According to the fifth annual survey by International Data Corporation (IDC), 1.8 zettabytes (1.8 trillion gigabytes) of information were created and replicated in 2011 alone, which is up from 800 GB in 2009, and the number is expected to more than double every two years surpassing 35 zettabytes by 2020. Big data systems are designed to store these amounts of data and even beyond that too with a fault tolerant architecture, and as it is distributed and replicated across multiple nodes, the underlying nodes can be average computing systems, which too need not be high performing systems, which reduces the cost drastically.

The cost per terabyte storage in big data is very less than in other systems, and this has made organizations interested to a greater extent, and even if the data grows multiple times, it is easily scalable, and nodes can be added without much maintenance effort.

Processing and analyzing the amount of data that we discussed earlier is one of the key interest areas where big data is gaining popularity and has grown enormously. Not all data to be processed has to be larger in volume initially, but as we process and execute some complex algorithms, the data can grow massively. For processing most of the algorithms, we would require intermediate or temporary data, which can be in GB or TB for big data, so while processing, we would require some significant amount of data, and processing also has to be faster. Big data systems can process huge complex algorithms on huge data much quickly, as it leverages parallel processing across distributed environment, which executes multiple processes in parallel at the same time, and the job can be completed much faster.

For example, Yahoo created a world record in 2009 using Apache Hadoop for sorting a petabyte in 16.25 hours and a terabyte in 62 seconds. MapR have achieved terabyte data sorting in 55 seconds, which speaks volume for the processing power, especially in analytics where we need to use a lot of intermediate data to perform heavy time and memory intensive algorithms much faster.

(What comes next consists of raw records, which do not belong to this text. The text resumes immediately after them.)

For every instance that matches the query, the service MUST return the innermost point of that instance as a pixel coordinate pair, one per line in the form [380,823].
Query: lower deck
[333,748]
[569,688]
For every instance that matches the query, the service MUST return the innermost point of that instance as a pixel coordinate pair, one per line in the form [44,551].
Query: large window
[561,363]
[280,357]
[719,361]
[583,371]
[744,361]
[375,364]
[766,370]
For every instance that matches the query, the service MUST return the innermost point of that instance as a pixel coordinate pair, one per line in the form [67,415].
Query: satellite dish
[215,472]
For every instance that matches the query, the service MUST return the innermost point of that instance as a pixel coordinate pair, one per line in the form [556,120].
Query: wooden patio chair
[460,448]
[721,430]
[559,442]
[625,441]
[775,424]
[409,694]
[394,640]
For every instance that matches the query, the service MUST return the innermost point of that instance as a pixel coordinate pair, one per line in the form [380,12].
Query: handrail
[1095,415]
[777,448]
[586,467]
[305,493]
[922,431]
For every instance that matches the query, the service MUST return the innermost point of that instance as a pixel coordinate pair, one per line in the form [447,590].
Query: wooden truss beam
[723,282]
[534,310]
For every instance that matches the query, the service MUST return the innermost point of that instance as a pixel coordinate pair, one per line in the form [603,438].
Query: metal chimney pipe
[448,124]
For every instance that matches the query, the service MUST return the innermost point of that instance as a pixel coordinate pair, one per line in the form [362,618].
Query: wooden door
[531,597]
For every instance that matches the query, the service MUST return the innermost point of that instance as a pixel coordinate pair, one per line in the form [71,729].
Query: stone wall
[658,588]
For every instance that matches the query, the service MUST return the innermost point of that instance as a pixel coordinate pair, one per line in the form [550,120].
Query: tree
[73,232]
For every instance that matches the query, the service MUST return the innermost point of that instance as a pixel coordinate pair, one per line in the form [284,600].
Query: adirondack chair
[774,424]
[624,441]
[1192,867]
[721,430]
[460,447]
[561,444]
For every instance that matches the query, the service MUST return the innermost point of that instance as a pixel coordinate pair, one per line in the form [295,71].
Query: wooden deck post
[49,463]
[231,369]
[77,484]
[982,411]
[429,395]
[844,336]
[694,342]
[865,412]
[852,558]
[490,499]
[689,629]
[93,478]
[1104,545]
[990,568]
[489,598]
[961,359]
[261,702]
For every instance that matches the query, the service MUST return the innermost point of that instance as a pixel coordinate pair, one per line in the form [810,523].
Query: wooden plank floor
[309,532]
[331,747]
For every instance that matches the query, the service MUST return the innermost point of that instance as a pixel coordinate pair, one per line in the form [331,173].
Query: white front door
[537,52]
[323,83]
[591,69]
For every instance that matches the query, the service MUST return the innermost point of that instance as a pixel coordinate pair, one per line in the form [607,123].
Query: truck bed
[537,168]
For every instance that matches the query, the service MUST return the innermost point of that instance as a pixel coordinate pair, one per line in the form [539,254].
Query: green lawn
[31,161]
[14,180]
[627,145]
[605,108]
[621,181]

Another big challenge for the traditional systems is to handle different variety of semi-structured data or unstructured data such as e-mails, audio and video analysis, image analysis, social media, gene, geospatial, 3D data, and so on. Big data can not only help store, but also utilize and process such data using algorithms much more quickly and also efficiently. Semi-structured and unstructured data processing is complex, and big data can use the data with minimal or no preprocessing like other systems and can save a lot of effort and help minimize loss of data.